In testimony seen by the Observer and now with police, “Tanja,” a 23-year-old Roma woman released from Yarl’s Wood in March last year, describes having had sexual contact with three male guards.
Tanja — not her real name — said attempts were made to deport her within days of her informing the center’s management of the incidents. She also claims that one security guard had inappropriate relations with at least four women.
The claims raise fresh questions over the treatment of vulnerable women at the Bedfordshire site, which is Britain’s largest immigration removal center for women and can house up to 400 people. Sources at Yarl’s Wood say that more cases are likely to come to light following Tanja’s testimony, as women have been too fearful to come forward until now.
Two alleged victims had left the detention center by the time the claims were examined and have not been traced. The professional standards unit at the British Home Office has advised the UK Border Agency (UKBA) — London’s border control agency — to consider interviewing other women at Yarl’s Wood to establish if inappropriate relationships are an endemic problem.

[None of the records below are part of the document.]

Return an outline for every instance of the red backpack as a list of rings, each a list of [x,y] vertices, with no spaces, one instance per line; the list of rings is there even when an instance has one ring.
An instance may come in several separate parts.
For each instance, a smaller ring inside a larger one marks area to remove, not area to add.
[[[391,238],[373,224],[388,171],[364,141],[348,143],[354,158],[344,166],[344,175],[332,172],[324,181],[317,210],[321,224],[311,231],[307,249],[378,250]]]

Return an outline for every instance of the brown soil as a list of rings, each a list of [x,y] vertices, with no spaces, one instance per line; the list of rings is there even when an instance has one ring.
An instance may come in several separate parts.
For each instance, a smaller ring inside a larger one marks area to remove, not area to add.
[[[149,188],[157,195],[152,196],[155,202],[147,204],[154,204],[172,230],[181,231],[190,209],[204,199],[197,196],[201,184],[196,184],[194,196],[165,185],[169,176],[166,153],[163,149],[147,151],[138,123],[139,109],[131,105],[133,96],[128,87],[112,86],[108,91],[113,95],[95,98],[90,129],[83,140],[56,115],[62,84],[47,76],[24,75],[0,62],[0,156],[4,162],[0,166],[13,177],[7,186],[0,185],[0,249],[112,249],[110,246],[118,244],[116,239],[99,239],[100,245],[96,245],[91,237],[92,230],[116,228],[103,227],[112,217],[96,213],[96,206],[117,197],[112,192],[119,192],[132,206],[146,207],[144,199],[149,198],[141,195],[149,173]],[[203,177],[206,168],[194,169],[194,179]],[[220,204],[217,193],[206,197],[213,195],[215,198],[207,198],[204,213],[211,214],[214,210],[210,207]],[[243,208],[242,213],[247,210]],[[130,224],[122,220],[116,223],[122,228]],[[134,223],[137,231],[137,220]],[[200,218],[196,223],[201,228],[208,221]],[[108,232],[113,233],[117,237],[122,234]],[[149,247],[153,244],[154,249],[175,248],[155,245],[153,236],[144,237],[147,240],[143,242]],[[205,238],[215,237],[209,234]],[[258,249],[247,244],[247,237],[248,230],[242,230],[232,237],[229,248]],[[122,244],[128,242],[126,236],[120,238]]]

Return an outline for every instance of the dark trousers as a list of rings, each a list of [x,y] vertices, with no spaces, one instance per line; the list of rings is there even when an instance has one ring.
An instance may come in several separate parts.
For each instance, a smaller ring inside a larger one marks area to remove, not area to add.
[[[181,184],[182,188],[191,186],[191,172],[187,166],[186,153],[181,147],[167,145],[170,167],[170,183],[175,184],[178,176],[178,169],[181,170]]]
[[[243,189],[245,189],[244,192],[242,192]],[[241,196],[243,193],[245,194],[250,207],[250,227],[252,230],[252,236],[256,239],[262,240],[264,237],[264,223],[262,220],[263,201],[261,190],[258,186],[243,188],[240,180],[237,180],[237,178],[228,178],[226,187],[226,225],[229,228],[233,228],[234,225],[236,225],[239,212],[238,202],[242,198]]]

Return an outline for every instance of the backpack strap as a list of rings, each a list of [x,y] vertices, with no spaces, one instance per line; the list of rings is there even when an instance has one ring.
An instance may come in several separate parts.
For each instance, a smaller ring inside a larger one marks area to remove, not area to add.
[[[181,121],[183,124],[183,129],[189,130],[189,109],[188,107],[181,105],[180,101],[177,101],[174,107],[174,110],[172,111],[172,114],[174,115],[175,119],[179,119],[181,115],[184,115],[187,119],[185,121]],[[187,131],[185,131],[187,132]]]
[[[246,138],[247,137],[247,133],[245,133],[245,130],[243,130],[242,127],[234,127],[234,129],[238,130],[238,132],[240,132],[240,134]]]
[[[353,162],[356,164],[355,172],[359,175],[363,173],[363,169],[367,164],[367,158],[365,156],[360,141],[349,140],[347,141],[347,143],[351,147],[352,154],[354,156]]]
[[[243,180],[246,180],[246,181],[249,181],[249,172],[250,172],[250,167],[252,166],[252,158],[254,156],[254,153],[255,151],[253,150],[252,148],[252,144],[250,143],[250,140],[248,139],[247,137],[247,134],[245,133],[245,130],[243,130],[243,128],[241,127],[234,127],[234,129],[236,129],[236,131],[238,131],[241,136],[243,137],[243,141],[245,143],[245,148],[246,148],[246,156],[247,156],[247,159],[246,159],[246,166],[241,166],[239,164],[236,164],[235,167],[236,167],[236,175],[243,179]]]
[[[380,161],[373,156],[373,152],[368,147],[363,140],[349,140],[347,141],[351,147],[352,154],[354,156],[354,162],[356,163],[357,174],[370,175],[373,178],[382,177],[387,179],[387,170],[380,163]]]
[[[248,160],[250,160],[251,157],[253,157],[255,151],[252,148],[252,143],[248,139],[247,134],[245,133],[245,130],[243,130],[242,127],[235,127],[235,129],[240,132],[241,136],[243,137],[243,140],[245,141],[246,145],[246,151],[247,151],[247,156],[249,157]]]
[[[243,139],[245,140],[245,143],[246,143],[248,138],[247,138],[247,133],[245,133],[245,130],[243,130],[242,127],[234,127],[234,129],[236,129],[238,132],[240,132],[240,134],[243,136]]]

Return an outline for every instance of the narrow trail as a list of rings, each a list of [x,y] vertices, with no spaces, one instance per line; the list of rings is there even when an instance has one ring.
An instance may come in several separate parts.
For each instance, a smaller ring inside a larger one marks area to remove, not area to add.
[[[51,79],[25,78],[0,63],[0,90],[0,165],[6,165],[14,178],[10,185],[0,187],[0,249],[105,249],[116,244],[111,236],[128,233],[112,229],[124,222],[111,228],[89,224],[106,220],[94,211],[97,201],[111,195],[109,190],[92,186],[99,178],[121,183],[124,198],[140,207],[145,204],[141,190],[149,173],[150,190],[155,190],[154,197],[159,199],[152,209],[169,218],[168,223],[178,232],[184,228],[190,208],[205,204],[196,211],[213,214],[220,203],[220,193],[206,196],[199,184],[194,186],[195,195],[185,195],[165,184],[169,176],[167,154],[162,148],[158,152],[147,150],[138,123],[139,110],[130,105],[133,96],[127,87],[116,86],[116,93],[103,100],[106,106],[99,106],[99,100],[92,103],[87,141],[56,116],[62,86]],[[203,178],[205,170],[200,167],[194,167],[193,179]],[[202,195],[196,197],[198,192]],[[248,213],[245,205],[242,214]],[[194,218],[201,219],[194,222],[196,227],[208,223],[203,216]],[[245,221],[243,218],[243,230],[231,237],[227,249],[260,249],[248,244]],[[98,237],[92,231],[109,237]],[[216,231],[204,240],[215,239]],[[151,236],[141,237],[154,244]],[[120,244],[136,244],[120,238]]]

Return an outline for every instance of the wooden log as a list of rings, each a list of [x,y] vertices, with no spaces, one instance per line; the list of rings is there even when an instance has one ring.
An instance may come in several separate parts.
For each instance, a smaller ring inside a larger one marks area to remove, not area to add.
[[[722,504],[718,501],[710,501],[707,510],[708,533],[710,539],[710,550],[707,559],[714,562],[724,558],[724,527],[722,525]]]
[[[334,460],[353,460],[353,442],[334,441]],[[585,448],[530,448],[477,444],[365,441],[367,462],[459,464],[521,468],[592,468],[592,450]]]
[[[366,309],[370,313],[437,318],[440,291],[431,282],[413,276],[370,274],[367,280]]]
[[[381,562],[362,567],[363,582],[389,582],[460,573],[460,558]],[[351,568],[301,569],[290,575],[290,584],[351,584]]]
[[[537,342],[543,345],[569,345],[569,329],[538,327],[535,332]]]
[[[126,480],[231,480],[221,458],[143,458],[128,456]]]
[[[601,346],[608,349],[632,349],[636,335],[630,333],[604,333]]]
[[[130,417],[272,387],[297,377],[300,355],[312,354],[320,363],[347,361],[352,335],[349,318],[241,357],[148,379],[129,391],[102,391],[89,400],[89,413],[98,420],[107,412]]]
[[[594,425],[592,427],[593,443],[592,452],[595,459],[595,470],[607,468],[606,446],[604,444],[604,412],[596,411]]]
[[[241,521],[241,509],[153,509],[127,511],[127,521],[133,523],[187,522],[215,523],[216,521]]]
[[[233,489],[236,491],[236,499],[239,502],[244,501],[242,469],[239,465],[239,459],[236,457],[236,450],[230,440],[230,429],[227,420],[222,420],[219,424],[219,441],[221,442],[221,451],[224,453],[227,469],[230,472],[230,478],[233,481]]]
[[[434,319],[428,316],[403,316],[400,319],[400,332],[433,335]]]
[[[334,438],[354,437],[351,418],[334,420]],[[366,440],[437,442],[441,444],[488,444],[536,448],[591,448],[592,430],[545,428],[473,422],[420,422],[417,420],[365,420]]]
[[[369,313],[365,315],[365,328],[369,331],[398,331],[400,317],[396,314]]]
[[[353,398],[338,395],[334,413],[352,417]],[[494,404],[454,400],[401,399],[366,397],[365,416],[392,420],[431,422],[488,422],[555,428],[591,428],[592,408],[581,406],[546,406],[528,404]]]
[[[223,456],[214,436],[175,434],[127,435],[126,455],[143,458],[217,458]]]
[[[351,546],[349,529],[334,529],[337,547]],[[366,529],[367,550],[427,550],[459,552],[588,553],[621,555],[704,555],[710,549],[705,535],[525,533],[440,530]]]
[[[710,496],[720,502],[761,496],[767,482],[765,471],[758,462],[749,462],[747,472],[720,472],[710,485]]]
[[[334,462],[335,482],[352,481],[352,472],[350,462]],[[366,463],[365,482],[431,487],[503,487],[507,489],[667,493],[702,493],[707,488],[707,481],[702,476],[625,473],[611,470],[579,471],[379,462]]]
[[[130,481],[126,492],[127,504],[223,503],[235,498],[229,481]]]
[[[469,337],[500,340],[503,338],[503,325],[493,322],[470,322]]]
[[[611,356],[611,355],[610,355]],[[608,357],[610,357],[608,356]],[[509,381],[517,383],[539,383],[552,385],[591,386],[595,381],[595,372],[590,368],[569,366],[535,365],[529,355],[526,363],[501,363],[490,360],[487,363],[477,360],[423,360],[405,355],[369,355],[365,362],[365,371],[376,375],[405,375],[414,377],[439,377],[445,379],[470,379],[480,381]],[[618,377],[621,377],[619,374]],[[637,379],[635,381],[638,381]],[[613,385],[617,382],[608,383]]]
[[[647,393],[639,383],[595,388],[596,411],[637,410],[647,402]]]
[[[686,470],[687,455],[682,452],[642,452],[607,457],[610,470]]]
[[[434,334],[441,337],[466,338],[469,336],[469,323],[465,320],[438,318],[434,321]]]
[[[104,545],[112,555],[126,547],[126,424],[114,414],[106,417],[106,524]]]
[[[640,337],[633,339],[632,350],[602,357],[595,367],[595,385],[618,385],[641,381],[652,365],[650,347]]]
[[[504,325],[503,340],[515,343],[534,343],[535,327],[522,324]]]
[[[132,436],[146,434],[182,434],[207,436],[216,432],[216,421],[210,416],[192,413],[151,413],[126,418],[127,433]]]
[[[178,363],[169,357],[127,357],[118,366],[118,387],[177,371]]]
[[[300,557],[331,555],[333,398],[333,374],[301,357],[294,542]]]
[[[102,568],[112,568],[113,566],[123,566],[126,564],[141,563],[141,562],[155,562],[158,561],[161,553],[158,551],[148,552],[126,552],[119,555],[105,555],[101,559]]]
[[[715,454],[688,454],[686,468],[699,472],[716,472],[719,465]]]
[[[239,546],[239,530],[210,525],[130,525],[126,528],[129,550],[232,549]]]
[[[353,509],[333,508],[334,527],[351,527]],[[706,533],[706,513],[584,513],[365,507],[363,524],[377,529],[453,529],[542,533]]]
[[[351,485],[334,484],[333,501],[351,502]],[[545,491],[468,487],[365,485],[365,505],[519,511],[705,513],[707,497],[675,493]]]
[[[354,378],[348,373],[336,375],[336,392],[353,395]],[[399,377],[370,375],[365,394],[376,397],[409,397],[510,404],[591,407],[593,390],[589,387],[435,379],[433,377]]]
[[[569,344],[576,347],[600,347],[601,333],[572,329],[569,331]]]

“The women in Yarl’s Wood are some of the most vulnerable you can imagine. Many have escaped horrific abuse in their own countries; most are very isolated from friends and family. The state has a duty to investigate such serious allegations, but it has repeatedly failed. Now the government wants to remove legal aid altogether for detainees and foreign nationals, giving a green light to abuse at Yarl’s Wood to continue,” said Harriet Wistrich from law firm Birnberg Peirce, who is representing some of the alleged victims.
She said there was evidence of “systemic supervisory defects” in the management of the center.
Yarl’s Wood is run by British government services company Serco under contract from the Home Office.
Earlier this year, the company paid an undisclosed sum to a 29-year-old asylum seeker from Pakistan who claimed she was sexually assaulted by a nurse at Yarl’s Wood, although the company did not admit liability. However, the shocking detail of the latest allegations is likely to trigger a full-blown inquiry into the running of the center.
“A lot of officers were taking advantage of the girls that were detained. They would promise favors or offer to make life easier, saying they would have more chance of winning their case or staying in the country,” Tanja said.
In a formal witness statement she has sent to Bedfordshire Police, she said that one Serco official she was involved with sexually told her: “Don’t worry, there is no way they can deport you.”
She also claimed the sexual contact was not all consensual.
Wistrich said questions needed to be asked over whether consent could ever be freely given by individuals who were in such a vulnerable situation.
A letter to the UKBA from Wistrich concerning Tanja reads: “Our client has indicated that she was a reluctant participant in some of the sexual contact and, given the huge power imbalance, at least some of the conduct by the officers she complains about may amount to assault. Furthermore, she has suggested that there have been attempts by officers to destroy and suppress evidence of their misconduct.”